Well he isn’t, and don’t call me Shirley, because, and I’ll say it slowly for everyone to understand, The Undertaker is not now and never has been scary.

He wasn’t scary as a dead cowboy like he was in a Deadwood branded pantomime, he wasn’t scary as a biker, unless you think burying Kurt Angle is scary, and he wasn’t scary in his final incantation of the Deadman, no matter how many rocking chairs he set fire to with lightning.

He’s a legendary spookums gimmick so yes it would be heresy to leave him off the list, but here’s a list of non-scary things Undertaker has done.

That Netflix movie which is nowhere near as good as we were hoping for, making Josh Matthews talk like him with possession, taking Teddy Long on a shisha joyride, that weird laugh he had with Brock Lesnar, killing his friend with cement.

I guess the closest Prop Tragedy ever came to IRL shivers was Ministry of Darkness Taker but that’s mostly because he tried to once marry Stephanie McMahon, a truly terrifying prospect.

9. The Boogeyman

I mean… right… scary feels like a strong word for a man who looks like if Flava Flav died by drowning in ketchup.

He’s more like a stripper that’s taken his gimmick too far than a demon, but you can’t really deny that The Boogeyman was, at the very least, unnerving.

Like, you’re really uncomfortable when he’s around, but that’s mostly down to the ick factor of the image of him with a mouth of real-life worms. Like yes, that sets my oh no senses tingling.

Hearing his entrance music filled me with dread as a younger fan, so I guess that’s something in the neighbourhood of fear, although it’s probably the part of the neighbourhood that would smell really bad and have to be situated at least 15 blocks away from a school.

Maybe he counts more as scary because if you don’t act afraid of him, Jim Cornette will find you and slap the shit out of you. It all adds up. 

8. Abadon

Just really distressing to look at. Wrestling history is full of people who wouldn’t otherwise seem that scary but have managed to create an intimidating look out of face paint.

Sting is a big silly grandpa, but the face paint makes him spooky, Luna Vachon those cracks and veins she used to paint on her face made her seem genuinely crazy, ditto Bull Nakano.

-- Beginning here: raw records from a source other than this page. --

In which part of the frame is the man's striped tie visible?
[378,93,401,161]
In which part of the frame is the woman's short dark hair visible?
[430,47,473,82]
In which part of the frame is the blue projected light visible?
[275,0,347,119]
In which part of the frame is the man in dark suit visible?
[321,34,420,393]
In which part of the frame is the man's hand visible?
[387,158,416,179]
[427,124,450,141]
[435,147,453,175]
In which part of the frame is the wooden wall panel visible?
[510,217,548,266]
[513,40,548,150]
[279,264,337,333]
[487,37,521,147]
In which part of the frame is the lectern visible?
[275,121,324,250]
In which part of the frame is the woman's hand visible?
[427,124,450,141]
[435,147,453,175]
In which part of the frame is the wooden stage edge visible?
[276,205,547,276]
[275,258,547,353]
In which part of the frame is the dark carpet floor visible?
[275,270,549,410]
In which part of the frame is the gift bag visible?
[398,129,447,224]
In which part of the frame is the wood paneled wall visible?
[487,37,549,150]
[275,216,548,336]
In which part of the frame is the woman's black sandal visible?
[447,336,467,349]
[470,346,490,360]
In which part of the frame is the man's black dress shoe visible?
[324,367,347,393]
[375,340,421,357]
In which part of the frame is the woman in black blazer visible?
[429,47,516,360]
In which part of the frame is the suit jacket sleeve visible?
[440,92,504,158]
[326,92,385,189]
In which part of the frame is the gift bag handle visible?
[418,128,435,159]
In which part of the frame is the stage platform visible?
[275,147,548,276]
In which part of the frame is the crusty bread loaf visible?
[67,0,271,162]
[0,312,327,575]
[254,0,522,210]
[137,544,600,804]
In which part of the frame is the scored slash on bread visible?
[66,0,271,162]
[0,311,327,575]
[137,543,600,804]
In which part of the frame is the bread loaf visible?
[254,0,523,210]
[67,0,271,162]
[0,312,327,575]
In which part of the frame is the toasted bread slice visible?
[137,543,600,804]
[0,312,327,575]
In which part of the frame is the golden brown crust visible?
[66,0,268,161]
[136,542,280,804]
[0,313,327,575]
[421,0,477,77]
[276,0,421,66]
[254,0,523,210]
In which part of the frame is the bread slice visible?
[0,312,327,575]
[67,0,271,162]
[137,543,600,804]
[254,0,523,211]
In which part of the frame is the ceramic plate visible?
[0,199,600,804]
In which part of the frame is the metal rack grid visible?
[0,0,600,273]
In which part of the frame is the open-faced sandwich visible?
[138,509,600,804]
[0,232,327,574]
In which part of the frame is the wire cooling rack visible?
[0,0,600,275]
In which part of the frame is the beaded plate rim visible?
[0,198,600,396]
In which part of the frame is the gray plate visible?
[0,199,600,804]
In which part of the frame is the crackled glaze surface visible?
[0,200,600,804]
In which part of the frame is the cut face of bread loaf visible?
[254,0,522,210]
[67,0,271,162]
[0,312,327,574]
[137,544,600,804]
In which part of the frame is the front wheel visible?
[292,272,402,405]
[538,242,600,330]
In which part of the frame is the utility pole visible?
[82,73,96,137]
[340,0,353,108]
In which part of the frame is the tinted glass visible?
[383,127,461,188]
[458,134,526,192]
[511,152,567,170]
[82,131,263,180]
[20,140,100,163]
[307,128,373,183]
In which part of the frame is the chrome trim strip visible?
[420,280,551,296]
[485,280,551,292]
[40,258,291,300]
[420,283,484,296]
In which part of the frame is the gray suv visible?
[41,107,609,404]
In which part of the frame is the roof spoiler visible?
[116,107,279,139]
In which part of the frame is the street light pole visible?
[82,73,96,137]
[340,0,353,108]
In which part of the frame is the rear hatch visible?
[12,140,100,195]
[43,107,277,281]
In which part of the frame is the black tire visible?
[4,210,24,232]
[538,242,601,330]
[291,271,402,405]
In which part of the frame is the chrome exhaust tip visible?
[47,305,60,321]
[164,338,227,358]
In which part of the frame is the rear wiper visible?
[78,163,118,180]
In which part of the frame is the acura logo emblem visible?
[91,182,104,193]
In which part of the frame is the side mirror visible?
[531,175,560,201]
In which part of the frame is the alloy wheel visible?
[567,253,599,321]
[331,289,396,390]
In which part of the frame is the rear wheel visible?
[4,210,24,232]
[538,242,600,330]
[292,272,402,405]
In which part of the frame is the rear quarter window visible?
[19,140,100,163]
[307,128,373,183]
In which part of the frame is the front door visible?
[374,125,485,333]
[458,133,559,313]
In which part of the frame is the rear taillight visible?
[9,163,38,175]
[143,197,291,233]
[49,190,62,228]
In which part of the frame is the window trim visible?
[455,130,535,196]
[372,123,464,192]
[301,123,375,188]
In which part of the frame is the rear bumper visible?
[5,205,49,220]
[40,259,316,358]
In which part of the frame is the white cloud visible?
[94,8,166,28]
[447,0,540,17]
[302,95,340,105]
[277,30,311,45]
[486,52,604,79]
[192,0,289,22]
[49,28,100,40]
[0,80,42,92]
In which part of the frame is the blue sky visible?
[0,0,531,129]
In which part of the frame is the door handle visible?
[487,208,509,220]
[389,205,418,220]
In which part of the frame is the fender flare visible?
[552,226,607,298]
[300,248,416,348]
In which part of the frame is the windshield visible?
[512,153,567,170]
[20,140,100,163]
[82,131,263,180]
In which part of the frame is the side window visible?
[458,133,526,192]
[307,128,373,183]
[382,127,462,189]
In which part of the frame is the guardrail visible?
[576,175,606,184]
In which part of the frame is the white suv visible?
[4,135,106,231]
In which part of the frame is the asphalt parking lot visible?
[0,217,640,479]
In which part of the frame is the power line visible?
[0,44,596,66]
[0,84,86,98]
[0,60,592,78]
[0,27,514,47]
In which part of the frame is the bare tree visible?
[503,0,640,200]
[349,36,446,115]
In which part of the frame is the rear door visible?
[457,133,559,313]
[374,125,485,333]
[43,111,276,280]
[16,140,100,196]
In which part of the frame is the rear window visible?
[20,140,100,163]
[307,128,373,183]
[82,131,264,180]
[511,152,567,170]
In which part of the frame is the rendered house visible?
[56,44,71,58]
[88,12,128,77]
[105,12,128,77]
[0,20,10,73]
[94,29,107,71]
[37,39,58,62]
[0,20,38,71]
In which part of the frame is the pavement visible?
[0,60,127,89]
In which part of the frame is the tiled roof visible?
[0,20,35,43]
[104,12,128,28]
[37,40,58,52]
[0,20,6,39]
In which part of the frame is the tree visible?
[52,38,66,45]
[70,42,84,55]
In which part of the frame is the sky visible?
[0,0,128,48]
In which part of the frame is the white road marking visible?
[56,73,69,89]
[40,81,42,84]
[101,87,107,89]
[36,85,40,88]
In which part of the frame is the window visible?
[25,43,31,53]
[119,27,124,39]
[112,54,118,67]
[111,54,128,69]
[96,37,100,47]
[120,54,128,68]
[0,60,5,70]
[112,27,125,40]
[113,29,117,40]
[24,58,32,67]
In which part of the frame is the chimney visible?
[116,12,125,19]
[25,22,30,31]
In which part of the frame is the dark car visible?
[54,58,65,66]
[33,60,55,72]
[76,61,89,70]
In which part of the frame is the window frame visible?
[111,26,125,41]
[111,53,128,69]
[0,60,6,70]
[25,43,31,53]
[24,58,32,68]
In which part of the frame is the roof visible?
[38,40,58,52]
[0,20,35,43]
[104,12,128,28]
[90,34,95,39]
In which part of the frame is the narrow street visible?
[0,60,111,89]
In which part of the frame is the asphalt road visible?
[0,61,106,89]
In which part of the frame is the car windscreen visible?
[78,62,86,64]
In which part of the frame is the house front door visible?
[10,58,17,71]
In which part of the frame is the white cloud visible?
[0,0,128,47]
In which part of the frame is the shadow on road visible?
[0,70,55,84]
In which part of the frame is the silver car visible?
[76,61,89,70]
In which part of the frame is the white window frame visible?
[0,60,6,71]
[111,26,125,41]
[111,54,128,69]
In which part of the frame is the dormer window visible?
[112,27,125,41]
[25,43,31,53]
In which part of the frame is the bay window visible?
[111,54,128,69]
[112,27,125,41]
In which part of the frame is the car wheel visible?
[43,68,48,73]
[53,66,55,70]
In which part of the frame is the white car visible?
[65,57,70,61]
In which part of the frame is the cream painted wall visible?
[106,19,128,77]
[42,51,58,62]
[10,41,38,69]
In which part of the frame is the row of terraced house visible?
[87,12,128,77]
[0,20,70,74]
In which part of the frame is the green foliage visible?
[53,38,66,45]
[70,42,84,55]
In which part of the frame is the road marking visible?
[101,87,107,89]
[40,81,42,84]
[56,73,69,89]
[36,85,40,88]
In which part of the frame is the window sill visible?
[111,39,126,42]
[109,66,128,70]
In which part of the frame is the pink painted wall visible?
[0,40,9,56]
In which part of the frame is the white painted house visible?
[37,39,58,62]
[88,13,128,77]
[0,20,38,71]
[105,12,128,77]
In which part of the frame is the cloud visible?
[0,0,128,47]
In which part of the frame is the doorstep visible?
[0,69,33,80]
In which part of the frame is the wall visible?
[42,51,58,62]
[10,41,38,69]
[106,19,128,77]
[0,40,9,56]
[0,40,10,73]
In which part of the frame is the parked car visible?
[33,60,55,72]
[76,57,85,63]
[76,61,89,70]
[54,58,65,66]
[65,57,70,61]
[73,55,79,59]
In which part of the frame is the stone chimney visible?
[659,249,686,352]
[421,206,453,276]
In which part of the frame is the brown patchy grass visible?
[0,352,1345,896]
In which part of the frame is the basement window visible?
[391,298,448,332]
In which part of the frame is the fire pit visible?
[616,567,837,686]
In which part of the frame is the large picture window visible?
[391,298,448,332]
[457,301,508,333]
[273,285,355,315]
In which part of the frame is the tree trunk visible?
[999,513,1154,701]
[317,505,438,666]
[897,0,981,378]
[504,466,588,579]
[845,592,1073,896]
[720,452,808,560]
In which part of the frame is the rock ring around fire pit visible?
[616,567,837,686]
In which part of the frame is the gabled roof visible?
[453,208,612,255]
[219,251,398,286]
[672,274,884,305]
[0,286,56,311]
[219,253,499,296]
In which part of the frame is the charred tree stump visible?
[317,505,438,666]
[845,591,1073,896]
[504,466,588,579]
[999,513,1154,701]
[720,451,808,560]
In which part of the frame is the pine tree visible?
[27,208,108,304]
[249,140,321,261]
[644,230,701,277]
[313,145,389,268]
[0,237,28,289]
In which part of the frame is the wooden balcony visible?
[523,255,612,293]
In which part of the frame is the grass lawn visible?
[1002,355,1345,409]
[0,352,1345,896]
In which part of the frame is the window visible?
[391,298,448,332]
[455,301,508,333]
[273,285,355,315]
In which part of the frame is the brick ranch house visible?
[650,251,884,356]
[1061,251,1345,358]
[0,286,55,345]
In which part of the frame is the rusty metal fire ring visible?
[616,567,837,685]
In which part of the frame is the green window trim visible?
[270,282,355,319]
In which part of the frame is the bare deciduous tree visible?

Rosemary has worked wonders with the paint, Demon Finn Balor creates something cool apart from that one time, at Halloween lest we forget when he morphed into Demon Finn, Pumpkin Spice edition, but by far and away, the pinnacle of wrestling makeup is Abadon because Jesus Christ.

You are what you eat, and they just walked down to the ring immediately after eating the girl from the ring without even wiping the blood off first.

Genuinely it’s better monster design than in half of modern horror cinema.

Abadon looks like what WWE thinks Lily looks like, and if you woke up to find them standing at the foot of your bed, you would scream your brain out through your eyes.